Bringing the Inherent Vice conversation here, from the other thread.
A lot of you talk about IV's plottiness as a negative, but the overabundant plot was the heart of IV for me, and it’s convolutedness made me feel for our little man Doc. The mood of the film was of constantly having to realign yourself to new information, eventually just succumbing to it as a texture (though it has logic if one wants to solve the puzzle). It’s a film that shows the constant process of change, of constant newness, and nostalgia as an alluring drug to dampen the frustations brought on by it. I can understand the wish to maybe get even “closer” to Doc, but I felt the plottiness put me right in his shoes. A barrage of newness all the time, and he just wants his ex-old lady.
Invoking entropy can be a tired critical trope, but the film certainly invites it. Eggs break, chocolate melts. Girlfriends become ex-old- ladies. Experience lost to the past, continuously. These continuous push-ins on people’s faces as they tell their intricate stories just highlight the loss of the moments immediately before. Can you keep the plot in your head? You just heard it. It slips away. Does it ever end? Of course it does. It did. Unavoidably.
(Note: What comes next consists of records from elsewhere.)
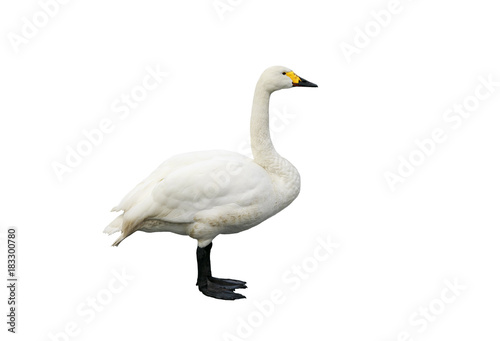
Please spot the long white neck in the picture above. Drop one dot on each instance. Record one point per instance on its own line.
(262, 147)
(285, 175)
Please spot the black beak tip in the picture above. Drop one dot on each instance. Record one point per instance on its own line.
(306, 84)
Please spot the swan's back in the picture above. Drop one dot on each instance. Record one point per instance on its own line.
(193, 183)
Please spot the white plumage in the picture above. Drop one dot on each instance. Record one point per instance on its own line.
(204, 194)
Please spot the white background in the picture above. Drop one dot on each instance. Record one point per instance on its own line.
(397, 248)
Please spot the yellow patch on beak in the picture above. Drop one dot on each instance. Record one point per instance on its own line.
(295, 79)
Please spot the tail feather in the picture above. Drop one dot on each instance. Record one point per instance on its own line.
(115, 225)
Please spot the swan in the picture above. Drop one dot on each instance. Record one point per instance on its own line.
(204, 194)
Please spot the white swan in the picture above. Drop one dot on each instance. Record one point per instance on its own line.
(204, 194)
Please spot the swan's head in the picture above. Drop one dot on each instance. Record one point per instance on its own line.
(280, 77)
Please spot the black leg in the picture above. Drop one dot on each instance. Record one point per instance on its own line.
(220, 288)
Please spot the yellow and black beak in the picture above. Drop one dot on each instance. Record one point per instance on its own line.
(297, 81)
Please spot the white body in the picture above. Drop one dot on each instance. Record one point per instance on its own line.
(204, 194)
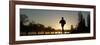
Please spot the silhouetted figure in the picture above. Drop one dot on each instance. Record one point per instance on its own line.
(63, 22)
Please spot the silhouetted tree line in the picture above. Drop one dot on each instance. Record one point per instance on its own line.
(26, 26)
(81, 26)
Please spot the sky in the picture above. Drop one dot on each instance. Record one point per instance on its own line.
(52, 17)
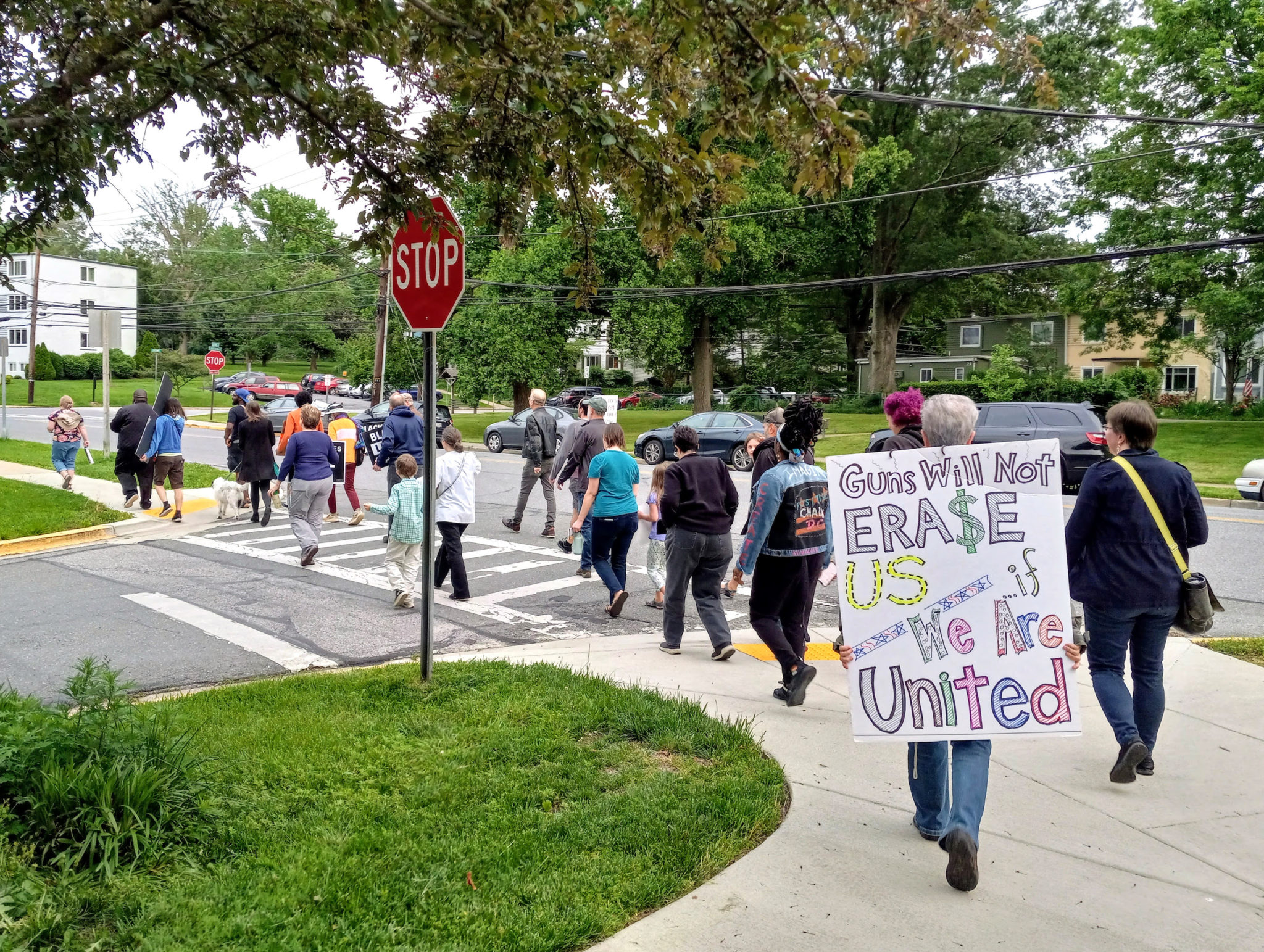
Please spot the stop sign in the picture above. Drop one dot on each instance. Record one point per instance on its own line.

Entropy is there in the rhymes of visual motifs (the parking-lot becomes the dentist office years later), in the grain, and the constant invasion of new new new. And in this film the “new” has a very sinister quality, felt through an overwhelmed Doc, as a perhaps inevitable contrast to the idealism of the very recent old. Things looked so great for a second, how could they look anything but bleak right now?
In the beginning Doc has seemingly succumed completely to entropy, just flowing away with the heat-death of the universe, no real sense of purpose and drive, dreaming of the past. The one thing that cuts through the entropic haze, the thing that makes him try to muster up some energy and counteract the slipping away of everthing, is, ironically, something old. “Shasta. Find Shasta Fey”. Maybe the most heartbreaking moment for me in the film is when Coy slips sideways and whispers this to Doc, and the way you see the name cut into him like a razor. As he goes on his mission and the intricacies pile up and the haze returns, he’s posed a question that cuts through everything again: “what’s gonna keep you up at night?” And the haze of solving a mystery and finding patterns in the chaos is supplanted by a relatively simple action: get Coy home.
There’s another counterforce to the haze: the compressed energy of Bigfoot, this low-entropy, quite literal, square. No straight lines in nature but Bigfoot’s hair sure is close. Like all of PTA’s other “low-entropic” characters like Mackey, Plainview and Dodd, it’s a tightly organized structure that hides chaos (or, maybe rather: it’s so tightly organized because the oppositional forces are so powerful).
In the end Doc’s “back” with Shasta, seemingly where he wanted to be, living in “the past”. Except of course it isn’t. The newness, strangeness, of the situation just seems to bring home the fact that this isn’t the past at all. This doesn’t mean we’re back together. It’s still something new, and always will be. Something’s off, and you can see it in Doc’s eyes. What’s wrong here? And in the end, of course:
Any day now I will hear you say "Goodbye, my love"
And you'll be on your way
Then my wild beautiful bird, you will have flown, oh
Any day now I'll be all alone, whoa
Unavoidable loss, the inherent vice itself.